I am not sure if the result is the same as your function though (i have not written a comparison/isapprox for your type)

datatable_df = DataFrame(datatable)
function me2(feformula,reformula,datatable_df)
    subset_size = 1000
    obsvec = Vector{MyObs{Float64}}(undef, subset_size)
    subset_id = [1:1:subset_size;]
    # This is the bottle neck
    for (i, id) in enumerate(subset_id)
        obsvec[i] = myobs(filter(:id => isequal(id),datatable_df) ,feformula, reformula)
    end
    return obsvec
end

Thanks for getting back. I changed your filter function because the data source needs to be of any type compatible with Tables.jl, not only DataFrames.

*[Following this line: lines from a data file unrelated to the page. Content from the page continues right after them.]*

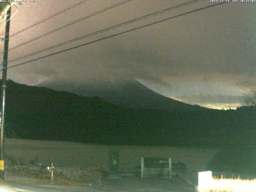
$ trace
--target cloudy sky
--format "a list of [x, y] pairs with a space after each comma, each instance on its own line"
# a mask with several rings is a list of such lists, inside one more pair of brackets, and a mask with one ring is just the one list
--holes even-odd
[[[18, 8], [13, 6], [10, 34], [80, 1], [28, 0]], [[85, 1], [12, 37], [9, 48], [122, 0]], [[131, 0], [12, 50], [9, 59], [188, 1]], [[198, 1], [8, 66], [213, 3]], [[256, 3], [224, 4], [10, 68], [8, 78], [28, 85], [47, 82], [74, 86], [134, 78], [163, 95], [188, 103], [235, 108], [240, 105], [241, 96], [256, 84]], [[4, 22], [1, 22], [0, 33], [4, 31]]]

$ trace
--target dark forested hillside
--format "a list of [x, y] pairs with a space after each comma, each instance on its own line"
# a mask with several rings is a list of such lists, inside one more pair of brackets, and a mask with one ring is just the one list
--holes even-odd
[[160, 110], [127, 108], [8, 81], [9, 137], [109, 144], [220, 146], [255, 144], [256, 108]]

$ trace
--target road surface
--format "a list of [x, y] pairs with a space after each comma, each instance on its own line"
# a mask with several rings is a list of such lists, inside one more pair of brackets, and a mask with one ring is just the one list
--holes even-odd
[[7, 182], [0, 186], [1, 192], [194, 192], [195, 187], [182, 180], [144, 179], [128, 177], [105, 179], [101, 186], [77, 187]]

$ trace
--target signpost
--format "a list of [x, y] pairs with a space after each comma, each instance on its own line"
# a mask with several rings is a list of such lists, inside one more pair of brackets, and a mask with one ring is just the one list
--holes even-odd
[[51, 180], [53, 180], [53, 170], [54, 167], [53, 166], [53, 163], [52, 163], [51, 167], [47, 167], [47, 169], [51, 172]]

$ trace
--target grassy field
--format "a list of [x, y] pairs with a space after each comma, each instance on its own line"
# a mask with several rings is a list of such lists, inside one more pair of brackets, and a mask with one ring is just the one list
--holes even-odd
[[256, 179], [214, 178], [205, 187], [198, 189], [199, 192], [253, 192], [256, 191]]
[[48, 166], [107, 166], [111, 147], [119, 150], [120, 168], [140, 165], [142, 157], [170, 157], [172, 162], [184, 163], [192, 171], [205, 170], [218, 149], [185, 147], [111, 146], [59, 141], [6, 138], [5, 153], [11, 162], [28, 164], [37, 157], [38, 162]]

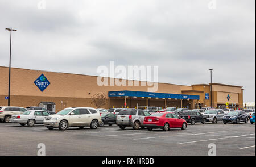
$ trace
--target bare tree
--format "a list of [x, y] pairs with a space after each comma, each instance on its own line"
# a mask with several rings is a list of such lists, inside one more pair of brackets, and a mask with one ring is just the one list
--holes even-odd
[[101, 106], [106, 104], [106, 94], [98, 93], [91, 97], [91, 103], [94, 105], [97, 108], [100, 108]]

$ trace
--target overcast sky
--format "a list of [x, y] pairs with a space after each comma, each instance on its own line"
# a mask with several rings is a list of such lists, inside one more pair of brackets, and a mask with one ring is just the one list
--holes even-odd
[[[255, 1], [0, 1], [0, 66], [98, 75], [109, 65], [158, 65], [159, 81], [242, 86], [255, 101]], [[212, 4], [214, 4], [212, 3]], [[44, 7], [40, 6], [40, 7]], [[214, 6], [211, 6], [211, 8]]]

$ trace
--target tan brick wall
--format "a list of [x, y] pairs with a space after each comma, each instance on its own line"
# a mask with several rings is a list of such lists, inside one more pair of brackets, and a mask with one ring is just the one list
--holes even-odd
[[[34, 84], [35, 80], [43, 73], [51, 82], [49, 86], [43, 91], [40, 90]], [[9, 68], [0, 66], [0, 106], [7, 105], [7, 101], [4, 99], [4, 97], [8, 94], [8, 74]], [[97, 93], [106, 94], [108, 99], [108, 91], [118, 90], [132, 90], [147, 91], [147, 86], [141, 86], [141, 82], [139, 82], [138, 86], [99, 86], [97, 84], [96, 76], [56, 73], [35, 70], [28, 70], [19, 68], [11, 69], [11, 105], [27, 107], [30, 106], [38, 106], [41, 101], [53, 102], [56, 104], [56, 111], [61, 109], [63, 101], [66, 103], [66, 107], [72, 106], [88, 106], [93, 107], [90, 103], [90, 98]], [[109, 83], [109, 78], [108, 79]], [[126, 81], [127, 83], [127, 81]], [[207, 106], [210, 106], [210, 86], [208, 85], [195, 85], [193, 86], [159, 83], [158, 93], [171, 94], [187, 94], [197, 95], [200, 96], [199, 102], [205, 103]], [[189, 93], [182, 91], [199, 90], [204, 93]], [[232, 86], [224, 86], [214, 85], [214, 90], [218, 91], [228, 90], [230, 93], [239, 93], [239, 103], [242, 106], [242, 91], [241, 88], [233, 87]], [[227, 90], [226, 90], [227, 91]], [[234, 91], [234, 92], [233, 92]], [[209, 100], [205, 100], [205, 93], [208, 93]], [[214, 91], [213, 95], [214, 106], [217, 106], [217, 91]], [[191, 103], [192, 101], [184, 101], [183, 106], [187, 103]], [[134, 107], [137, 103], [140, 105], [146, 105], [146, 100], [133, 99], [130, 104], [131, 107]], [[124, 100], [117, 99], [108, 101], [104, 108], [112, 107], [113, 106], [121, 107], [124, 105]], [[192, 104], [193, 106], [195, 101]], [[128, 104], [128, 102], [127, 102]], [[164, 100], [150, 100], [150, 106], [164, 106]], [[167, 100], [167, 106], [180, 107], [180, 101], [177, 102]]]
[[[7, 68], [0, 66], [0, 95], [8, 93], [8, 73]], [[51, 82], [43, 92], [34, 84], [42, 73]], [[92, 95], [98, 93], [107, 94], [108, 91], [118, 90], [147, 91], [147, 89], [150, 87], [147, 86], [99, 86], [97, 78], [96, 76], [12, 68], [11, 95], [90, 98]], [[192, 90], [192, 87], [189, 86], [162, 83], [159, 84], [158, 87], [158, 93], [173, 94], [181, 94], [183, 90]]]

After changing it, I found that it’s actually slower than the original piping approach.

With piping:

subset_size = 100
obsvec = Vector{MyObs{Float64}}(undef, subset_size)
function f1!(obsvec, feformula, reformula, datatable_cols, subset_size)
    # obsvec = Vector{MyObs{Float64}}(undef, subset_size)
    subset_id = [1:1:subset_size;]
    for (i, id) in enumerate(subset_id)
        obsvec[i] = datatable_cols |> 
            TableOperations.filter(x -> Tables.getcolumn(x, :id) == id) |> 
            Tables.columns |> 
            myobs(feformula, reformula)
    end
    return obsvec
end
@benchmark f1!(obsvec, feformula, reformula, datatable_cols, subset_size)

This gives

BenchmarkTools.Trial: 
  memory estimate:  982.13 KiB
  allocs estimate:  8101
  --------------
  minimum time:     1.762 s (0.00% GC)
  median time:      1.766 s (0.00% GC)
  mean time:        1.766 s (0.00% GC)
  maximum time:     1.771 s (0.00% GC)
  --------------
  samples:          3
  evals/sample:     1

Without piping:

subset_size = 100
obsvec = Vector{MyObs{Float64}}(undef, subset_size)
function f2!(obsvec, feformula, reformula, datatable_cols, subset_size)
    # obsvec = Vector{MyObs{Float64}}(undef, subset_size)
    subset_id = [1:1:subset_size;]
    # This is the bottle neck
    for (i, id) in enumerate(subset_id)
        obsvec[i] = myobs(TableOperations.filter(x -> Tables.getcolumn(x, :id) == id, datatable_cols),
                            feformula, reformula)
        # obsvec[i] = myobs(TableOperations.filter(:id => isequal(id), datatable_cols) ,feformula, reformula)
    end
    return obsvec
end
@benchmark f2!(obsvec, feformula, reformula, datatable_cols, subset_size)

This gives

BenchmarkTools.Trial: 
  memory estimate:  1.41 MiB
  allocs estimate:  12201
  --------------
  minimum time:     3.527 s (0.00% GC)
  median time:      3.530 s (0.00% GC)
  mean time:        3.530 s (0.00% GC)
  maximum time:     3.534 s (0.00% GC)
  --------------
  samples:          2
  evals/sample:     1

Apologies. This was not apparent from your original post.
The DataFrame filter was faster (maybe 15%) for me than the piping solution.